The Mental Deficiency Act 1913 allowed for the institutionalisation of people considered ‘feebly-minded’ or ‘morally defective’ and it is under this act that protagonist of The Girl Behind the Gates, Nora Jennings, is incarcerated.
Her crime? Becoming pregnant out of wedlock. The ramifications for this back in the Britain of 1939 are then retold through Nora in a shocking and brutal account of what it is to have your life and freedom taken from you.
Based on a true story, author Brenda Davies, a consultant psychiatrist, tells the story of Nora (not her real name) in a gripping, if at times difficult to read, story, following her from her life before Hillinghurst and out the other side. Told in two parts the first section is entirely Nora’s narrative and the reader feels every injustice along the road as she is ripped from her previous comfort and subjected to the horrors of life in a mental hospital of that time. In today’s world where mental health is rapidly gaining more understanding and parity with that of physical health it is difficult to comprehend what people were forced to endure for nothing more than being melancholy or addicts or pregnant.

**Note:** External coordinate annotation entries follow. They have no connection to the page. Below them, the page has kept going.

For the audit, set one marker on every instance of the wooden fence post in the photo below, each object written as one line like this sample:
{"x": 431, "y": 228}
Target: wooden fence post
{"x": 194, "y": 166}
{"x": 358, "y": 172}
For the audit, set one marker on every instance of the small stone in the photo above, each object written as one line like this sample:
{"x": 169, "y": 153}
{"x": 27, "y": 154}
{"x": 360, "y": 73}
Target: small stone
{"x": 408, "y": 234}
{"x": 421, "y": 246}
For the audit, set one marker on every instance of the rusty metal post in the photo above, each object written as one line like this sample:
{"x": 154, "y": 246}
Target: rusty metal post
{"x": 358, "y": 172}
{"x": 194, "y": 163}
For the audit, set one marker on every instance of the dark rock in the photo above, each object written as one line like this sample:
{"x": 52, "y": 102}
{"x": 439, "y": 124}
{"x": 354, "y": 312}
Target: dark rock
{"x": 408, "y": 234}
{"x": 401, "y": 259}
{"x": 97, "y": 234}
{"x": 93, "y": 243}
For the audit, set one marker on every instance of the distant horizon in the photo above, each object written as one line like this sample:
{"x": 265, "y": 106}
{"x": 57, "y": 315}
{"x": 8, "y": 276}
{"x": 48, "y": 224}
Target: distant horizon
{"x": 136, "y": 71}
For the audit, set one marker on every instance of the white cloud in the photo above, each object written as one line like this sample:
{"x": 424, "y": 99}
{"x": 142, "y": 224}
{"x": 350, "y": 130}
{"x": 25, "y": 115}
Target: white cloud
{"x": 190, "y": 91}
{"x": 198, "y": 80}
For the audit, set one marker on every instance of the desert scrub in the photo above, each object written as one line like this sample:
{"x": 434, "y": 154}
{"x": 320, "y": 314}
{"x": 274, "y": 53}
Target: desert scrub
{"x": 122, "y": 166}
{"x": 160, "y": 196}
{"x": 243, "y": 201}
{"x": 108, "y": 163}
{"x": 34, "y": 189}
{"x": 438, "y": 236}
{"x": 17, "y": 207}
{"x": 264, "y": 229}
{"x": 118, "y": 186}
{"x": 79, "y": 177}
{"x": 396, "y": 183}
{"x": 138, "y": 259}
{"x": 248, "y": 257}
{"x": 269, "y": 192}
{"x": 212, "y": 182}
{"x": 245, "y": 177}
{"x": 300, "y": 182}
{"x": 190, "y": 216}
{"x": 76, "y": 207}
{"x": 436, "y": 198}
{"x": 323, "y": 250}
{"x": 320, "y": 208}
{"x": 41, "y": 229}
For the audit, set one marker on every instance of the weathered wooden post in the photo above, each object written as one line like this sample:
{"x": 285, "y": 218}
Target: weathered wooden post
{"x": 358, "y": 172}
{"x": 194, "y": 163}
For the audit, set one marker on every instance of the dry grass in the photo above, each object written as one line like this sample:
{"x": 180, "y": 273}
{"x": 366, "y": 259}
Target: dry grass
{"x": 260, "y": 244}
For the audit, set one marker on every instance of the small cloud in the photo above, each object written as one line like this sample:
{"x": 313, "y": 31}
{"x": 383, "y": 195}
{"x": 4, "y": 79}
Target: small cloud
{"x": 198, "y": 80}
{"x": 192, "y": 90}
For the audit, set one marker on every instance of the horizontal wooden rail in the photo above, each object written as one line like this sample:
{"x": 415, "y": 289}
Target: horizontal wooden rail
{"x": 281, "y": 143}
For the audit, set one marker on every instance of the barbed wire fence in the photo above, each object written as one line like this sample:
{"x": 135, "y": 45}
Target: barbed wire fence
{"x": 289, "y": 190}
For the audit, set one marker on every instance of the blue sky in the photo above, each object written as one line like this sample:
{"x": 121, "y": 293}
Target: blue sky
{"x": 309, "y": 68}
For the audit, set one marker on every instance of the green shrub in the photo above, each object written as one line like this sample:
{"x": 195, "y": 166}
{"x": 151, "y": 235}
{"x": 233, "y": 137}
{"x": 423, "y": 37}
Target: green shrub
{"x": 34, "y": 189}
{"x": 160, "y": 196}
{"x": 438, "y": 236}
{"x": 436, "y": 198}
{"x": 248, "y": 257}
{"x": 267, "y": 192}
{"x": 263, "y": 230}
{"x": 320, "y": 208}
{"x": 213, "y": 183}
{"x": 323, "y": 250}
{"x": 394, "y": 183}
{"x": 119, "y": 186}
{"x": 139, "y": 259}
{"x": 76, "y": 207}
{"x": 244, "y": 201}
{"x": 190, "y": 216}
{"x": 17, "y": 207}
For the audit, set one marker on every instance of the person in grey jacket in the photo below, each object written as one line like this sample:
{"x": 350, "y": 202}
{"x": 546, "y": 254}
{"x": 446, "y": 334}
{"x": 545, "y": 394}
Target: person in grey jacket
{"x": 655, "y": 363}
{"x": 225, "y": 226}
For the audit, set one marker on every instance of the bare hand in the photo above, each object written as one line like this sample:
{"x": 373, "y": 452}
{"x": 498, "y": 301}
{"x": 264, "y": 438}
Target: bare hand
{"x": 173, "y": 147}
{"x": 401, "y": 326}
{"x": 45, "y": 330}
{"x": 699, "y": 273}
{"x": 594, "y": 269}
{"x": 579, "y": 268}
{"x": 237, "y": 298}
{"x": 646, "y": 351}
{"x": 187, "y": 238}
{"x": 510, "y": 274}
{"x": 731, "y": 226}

But just as Nora’s story hits a climactic point part two begins and the reader is introduced to the psychiatrist who will help Nora. She is an important part of the story as this is where the reader starts to see Nora process all that has happened to her and appreciate that despite all that has happened she can move forward. However, the personal woes of the psychiatrist seem at odds with the rest of the story. Yes, it is helpful to know that she too had struggles and was inspired by her patient, but perhaps a novel about Nora is not the place to hear about her marital breakdown. Furthermore, some things are never fully explained – who is Martin, for example?
Despite this, however, the reader will smile, laugh, weep and dream along with Nora as she teaches us all that there is always hope: “I can live. I can love. I can be.”
Having worked in the office of the Royal earlswood hospital from 1955 to 1958 I was quite unaware of the treatment that the patients received and only saw that their were stores of clothes shoes and food and that the assistants were very clean and smartly dressed there was also a dairy
Farm and grounds and woodlands where the patients strolled I had lived just five minutes across the fields where my parents settled in 1937 to me the patients were just like children very quiet and as you described always with there heads down this book has made me realise how very different life was for them and congratulations on the wonderful dedication you have given to the lives you have managed to be relived
Martin is Janet’s son who she fell pregnant with outside of wedlock with not long after the mental deficiency act was stopped, Janet was also abandoned by her parents and her father beat her with a belt too when he found out she was pregnant. This caused her to have her own issues which manifested in her marriage and it was Nora who inspired her to forgive and understand her own parents as well as herself.